Matt Wagner, vice president of sales at Fields Manufacturingranked the No. 80 supplier in the 2024 PPAI 100 – anticipates periodic price increases over the next 12 to 18 months.

“The bigger impact I see this having – and it’s nothing new – is that it forces suppliers to look at other areas to import from,” Wagner says. “Suppliers will continue to keep looking at other parts of the world to produce goods and at different types of materials to produce the same product.

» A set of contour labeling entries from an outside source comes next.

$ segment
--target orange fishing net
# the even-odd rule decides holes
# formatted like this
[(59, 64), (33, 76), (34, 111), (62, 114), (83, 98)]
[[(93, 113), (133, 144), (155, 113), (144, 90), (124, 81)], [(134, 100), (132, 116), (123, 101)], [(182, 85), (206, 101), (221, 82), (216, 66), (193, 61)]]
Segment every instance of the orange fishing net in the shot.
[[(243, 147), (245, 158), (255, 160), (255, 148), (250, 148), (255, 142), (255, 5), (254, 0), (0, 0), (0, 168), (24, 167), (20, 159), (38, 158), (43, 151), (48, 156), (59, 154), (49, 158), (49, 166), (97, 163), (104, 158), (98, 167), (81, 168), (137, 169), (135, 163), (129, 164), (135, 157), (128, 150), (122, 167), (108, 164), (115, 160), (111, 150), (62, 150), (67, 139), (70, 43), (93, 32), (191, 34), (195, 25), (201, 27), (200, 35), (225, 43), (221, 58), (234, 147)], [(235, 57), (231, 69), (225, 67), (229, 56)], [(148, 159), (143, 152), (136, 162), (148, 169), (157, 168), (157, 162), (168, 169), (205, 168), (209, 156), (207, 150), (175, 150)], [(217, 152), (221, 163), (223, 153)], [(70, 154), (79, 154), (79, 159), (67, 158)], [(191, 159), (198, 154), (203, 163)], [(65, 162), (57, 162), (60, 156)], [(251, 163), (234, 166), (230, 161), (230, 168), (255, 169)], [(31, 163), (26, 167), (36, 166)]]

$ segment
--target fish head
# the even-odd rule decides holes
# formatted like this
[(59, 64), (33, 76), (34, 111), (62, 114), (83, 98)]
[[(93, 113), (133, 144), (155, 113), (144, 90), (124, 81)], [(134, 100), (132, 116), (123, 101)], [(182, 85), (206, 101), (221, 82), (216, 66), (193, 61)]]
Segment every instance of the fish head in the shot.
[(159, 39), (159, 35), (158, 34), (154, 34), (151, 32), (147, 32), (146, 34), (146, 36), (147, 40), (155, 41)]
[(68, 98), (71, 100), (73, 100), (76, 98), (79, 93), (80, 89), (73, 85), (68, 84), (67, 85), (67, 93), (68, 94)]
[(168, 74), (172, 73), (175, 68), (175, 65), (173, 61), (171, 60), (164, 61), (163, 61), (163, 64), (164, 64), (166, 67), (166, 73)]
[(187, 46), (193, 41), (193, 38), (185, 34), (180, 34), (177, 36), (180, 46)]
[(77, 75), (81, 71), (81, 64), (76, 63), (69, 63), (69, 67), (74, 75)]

My guess is that all these changes will have some sort of increase on price, and it’s just how well certain suppliers are able to mitigate that.”

Despite the potential challenges brought on by the tariffs, Mark Gardyn, executive vice president at New York-based supplier Gordon Sinclair, considers it an opportunity to innovate and adapt.

“In the promotional products industry, particularly with drinkware, we’ll continue to focus on delivering high-quality products while exploring alternative sourcing and materials to mitigate cost impacts,” Gardyn says. “This shift encourages us to be more resilient and creative in our solutions.”

Conflicting Views

Members of the Product Responsibility Action Group (PRAG) – a PPAI volunteer group – have different perspectives on the new tariffs.

“While both the Trump and Biden administrations have supported these tariffs, their political messaging is anathema to the economic reality that these tariffs are not only counterproductive, but worse, one of the primary factors in our ever-increasing inflation and a motivator of job loss,” says Angie Morelli, owner of Las Vegas-based distributor Customistic and a member of PPAI’s Government Relations Advisory Council.

“When domestic availability of ‘like’ products exists in the quantities needed, subverting cheaper Chinese competition, in theory, makes sense,” Morelli says. “The issue with the sweeping Section 301 tariffs is that much of what this is applying costs to can’t be purchased U.S. made at all, or certainly not in the quantities that we’ve been importing them from China for decades.”

Rick Brenner, MAS+, president of business services provider Product Safety Advisors, notes that The White House claims that the Chinese government is undermining low carbon emission U.S. steel and aluminum efforts by subsidizing high carbon emission Chinese steel and aluminum at unrealistically low prices. 

“If this is true, and it appears to be backed up by a four-year review by U.S. Trade Representative Katherine Tail,” Brenner says, “I would hate to see our industry complaining that we should be able to continue to buy cheap aluminum and steel that generates high carbon and is subsidized by the Chinese government to the detriment of American industries, just because we want to keep our costs low. It would also undercut our sustainability message – that we care about carbon emissions.”

Meanwhile, Brian Deissroth, director of national accounts at Edwards Garment – ranked the No. 19 supplier in the 2024 PPAI 100 – argues that tariffs are “simply a tax on American companies and the American people.”

“We can pretty much guarantee that tariffs are here to stay,” says Deissroth, adding that the best business leaders can hope for is a “retroactive renewal” of the Generalized System of Preferences (GSP).

  • GSP is the largest U.S. trade preference program that provides nonreciprocal, duty-free treatment enabling many of the world’s developing countries to spur diversity and economic growth through trade, according to CBP.

GSP expired on December 31, 2020, and is pending Congressional renewal under H.R. 7986.

“When Congress reasserts themselves and renews H.R. 7986, it will provide relief for small businesses by creating competition within the supply chain,” Deissroth says. “Reach out to your representative and ask them to support H.R. 7986.”